Reinforced by the very special method of color application, Wlodek Bzowka developed, and by the changing incidence of light emerges an alternating Moment in our apperception:

Have we been sure about the objects of / in the image a moment earlier, a moment later they seem to retread and to slide back into the space of color on / in the surface of the canvas.

The dialectic movement between presentation and retread, between showing and hiding too finds its analogy in the field of the decision for motives for the canvases: Based on Alfred Hitchcock's classic movie "Rear Window" from 1954 Wlodek Bzowka examines psychological and medial aspects of the gace / the spectator's gace: How is the gace in painted and animated (moving) images staged? How do works of art deal with the spectator's view? And finaly, where do we draw the line between spectator and voyeur? "What we see is looking at us." (Didi-Huberman) - The image does not appear as a visual absolute term / constant anymore, which is regarded by the spectator's gace in an act of appropriation. In particular, it is the epiphane, retreating and ephemeral aspect / character of Wlodek Bzowka's paintings, which makes it possible to recognize at all times new dimensions of visuality.

(Anna Grosskopf)













Each: acryl on canvas, various measures from 51cm x 90cm up to 90cm x 160cm, with a proportion of "16 to 9", 2004



Extracts from Prof. Dr. Hans-Joachim Lenger's inaugural address on the occasion of the opening of Wlodek Bzowka's first solo exhibition

17th of December 2005 at the galerieXprssns, Hamburg


If there already exists the movie, why should artists continue painting? What are all the attempts, to set something on the canvas in motion, by using a painter's instruments for? Something that already forewent within the moved-image of movies? (...)

(...) Such questions do not concern only Wlodek Bzowka's paintings, which you can see in this exhibition. They concern general problems and their nature / kind is a medial one. What kind of status does painting have, which gets its conditions from movies, TV and computers? Or as well: What kind of policy of apperception could painting use under such conditions? (...)

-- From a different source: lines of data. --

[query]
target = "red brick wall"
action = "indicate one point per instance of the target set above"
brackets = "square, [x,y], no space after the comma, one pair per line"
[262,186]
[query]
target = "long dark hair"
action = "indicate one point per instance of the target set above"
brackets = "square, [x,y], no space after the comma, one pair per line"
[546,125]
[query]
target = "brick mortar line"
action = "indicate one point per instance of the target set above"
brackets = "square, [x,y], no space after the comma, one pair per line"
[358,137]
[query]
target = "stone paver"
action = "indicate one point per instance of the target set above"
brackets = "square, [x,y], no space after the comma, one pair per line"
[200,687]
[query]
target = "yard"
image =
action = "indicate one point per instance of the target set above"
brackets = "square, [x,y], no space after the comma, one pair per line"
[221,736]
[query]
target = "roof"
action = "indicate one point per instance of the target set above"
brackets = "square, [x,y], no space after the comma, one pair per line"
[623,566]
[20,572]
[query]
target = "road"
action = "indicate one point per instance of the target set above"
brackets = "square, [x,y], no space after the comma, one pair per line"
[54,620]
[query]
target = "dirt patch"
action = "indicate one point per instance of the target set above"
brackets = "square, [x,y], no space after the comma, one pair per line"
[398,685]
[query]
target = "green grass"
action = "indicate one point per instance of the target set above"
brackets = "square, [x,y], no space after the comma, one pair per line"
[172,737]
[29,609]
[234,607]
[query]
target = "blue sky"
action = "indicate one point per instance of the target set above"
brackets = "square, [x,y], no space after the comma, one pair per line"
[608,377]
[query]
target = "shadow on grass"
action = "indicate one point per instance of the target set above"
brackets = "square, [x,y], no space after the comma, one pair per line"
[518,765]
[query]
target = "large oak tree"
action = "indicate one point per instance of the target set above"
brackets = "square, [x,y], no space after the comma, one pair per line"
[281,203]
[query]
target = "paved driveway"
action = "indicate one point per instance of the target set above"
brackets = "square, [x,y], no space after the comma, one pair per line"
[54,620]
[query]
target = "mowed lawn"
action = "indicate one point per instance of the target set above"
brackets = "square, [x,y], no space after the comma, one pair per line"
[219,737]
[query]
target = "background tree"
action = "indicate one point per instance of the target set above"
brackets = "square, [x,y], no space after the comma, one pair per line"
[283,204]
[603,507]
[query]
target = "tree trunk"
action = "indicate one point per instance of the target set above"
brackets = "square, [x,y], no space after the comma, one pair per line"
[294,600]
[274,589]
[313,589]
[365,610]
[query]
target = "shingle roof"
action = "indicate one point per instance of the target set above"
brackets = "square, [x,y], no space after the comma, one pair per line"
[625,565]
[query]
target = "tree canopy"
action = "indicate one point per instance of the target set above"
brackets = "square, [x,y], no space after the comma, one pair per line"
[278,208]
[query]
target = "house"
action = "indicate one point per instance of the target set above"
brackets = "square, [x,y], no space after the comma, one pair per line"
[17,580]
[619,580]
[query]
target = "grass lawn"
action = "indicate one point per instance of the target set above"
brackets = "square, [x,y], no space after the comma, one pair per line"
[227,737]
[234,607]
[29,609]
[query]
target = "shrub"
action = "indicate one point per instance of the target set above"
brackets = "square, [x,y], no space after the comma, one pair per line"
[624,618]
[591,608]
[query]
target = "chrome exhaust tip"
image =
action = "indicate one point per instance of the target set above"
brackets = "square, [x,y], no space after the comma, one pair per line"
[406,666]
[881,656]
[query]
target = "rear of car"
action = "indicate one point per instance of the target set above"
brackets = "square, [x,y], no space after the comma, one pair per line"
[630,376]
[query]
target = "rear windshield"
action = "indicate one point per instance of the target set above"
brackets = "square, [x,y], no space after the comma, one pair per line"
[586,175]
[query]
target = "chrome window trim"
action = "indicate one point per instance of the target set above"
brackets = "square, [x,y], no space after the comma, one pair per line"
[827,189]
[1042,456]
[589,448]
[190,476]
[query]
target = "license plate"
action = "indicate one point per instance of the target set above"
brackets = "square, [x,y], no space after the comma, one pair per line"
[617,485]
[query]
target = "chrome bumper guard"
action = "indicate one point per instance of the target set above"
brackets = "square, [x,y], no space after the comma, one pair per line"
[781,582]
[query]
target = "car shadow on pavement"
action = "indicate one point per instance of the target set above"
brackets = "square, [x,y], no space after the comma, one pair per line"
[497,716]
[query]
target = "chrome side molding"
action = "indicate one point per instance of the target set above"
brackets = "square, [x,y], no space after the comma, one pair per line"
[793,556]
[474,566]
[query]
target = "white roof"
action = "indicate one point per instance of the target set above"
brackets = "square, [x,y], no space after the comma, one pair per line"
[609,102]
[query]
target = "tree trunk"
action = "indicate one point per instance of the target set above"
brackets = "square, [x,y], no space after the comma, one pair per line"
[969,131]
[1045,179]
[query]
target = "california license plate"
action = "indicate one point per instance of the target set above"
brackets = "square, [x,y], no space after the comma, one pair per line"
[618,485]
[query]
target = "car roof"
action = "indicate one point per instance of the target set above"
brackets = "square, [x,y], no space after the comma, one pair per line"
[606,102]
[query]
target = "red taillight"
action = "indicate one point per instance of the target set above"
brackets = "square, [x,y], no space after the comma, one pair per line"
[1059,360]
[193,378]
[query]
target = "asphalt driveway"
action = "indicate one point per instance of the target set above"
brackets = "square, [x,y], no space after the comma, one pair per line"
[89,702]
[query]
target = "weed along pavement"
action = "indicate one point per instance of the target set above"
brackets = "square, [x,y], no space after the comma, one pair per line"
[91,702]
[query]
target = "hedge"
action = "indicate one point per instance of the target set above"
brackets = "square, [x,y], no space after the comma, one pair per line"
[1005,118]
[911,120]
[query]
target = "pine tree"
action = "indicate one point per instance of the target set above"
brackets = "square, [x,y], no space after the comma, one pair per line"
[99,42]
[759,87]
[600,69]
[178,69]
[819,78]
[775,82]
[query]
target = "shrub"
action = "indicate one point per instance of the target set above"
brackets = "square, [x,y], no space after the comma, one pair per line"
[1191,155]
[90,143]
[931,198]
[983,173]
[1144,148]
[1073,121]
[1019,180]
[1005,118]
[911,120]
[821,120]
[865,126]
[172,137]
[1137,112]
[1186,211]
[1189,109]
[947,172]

(...) For example: this exhibition shows on canvases different calibrations of the movie, as they were also seen in Hitchcock's movie. But that is not just a bare doubling. It also does not deprive the movement of the moved-image. In fact, it has the images emerge from an order / arrangement, that foregoes the image as a virtual one. This process evokes other movements. "In the spectator's head?" (...)

(...) Within this short span of time, while [the spectator's] vision constitutes figures [on and] from the monochrome surfaces, a moment of un-decidability occurs. Vision blocks itself, to become definite. Vision runs through a lot of connections and is also constituted by them. It is comparable to an awakening, which is neither dream nor apperception of an apparent "reality". The "mental image" [(Gille Deleuze)] experiences the constitutive power of "Virtuality" [(Henri Bergson)]. The paintings of this exhibition play with or within this span of time. Couldn't this give us a possible answer to the first question: If the movie already exisxts, why should artists continue painting? (...)

Certainly, bad artists or bad observers could accuse them (the paintings) of arising too precisely from an archaeology of the eye and the view, from the concept of the moved-image and mental relations. At least too precisely for an artist. But where is it written, that artists could not think / conceptualize, or furthermore should not do so beyond their "craft"? Or where is it written, that artists should not be "researchers" within the never ending field of apperception?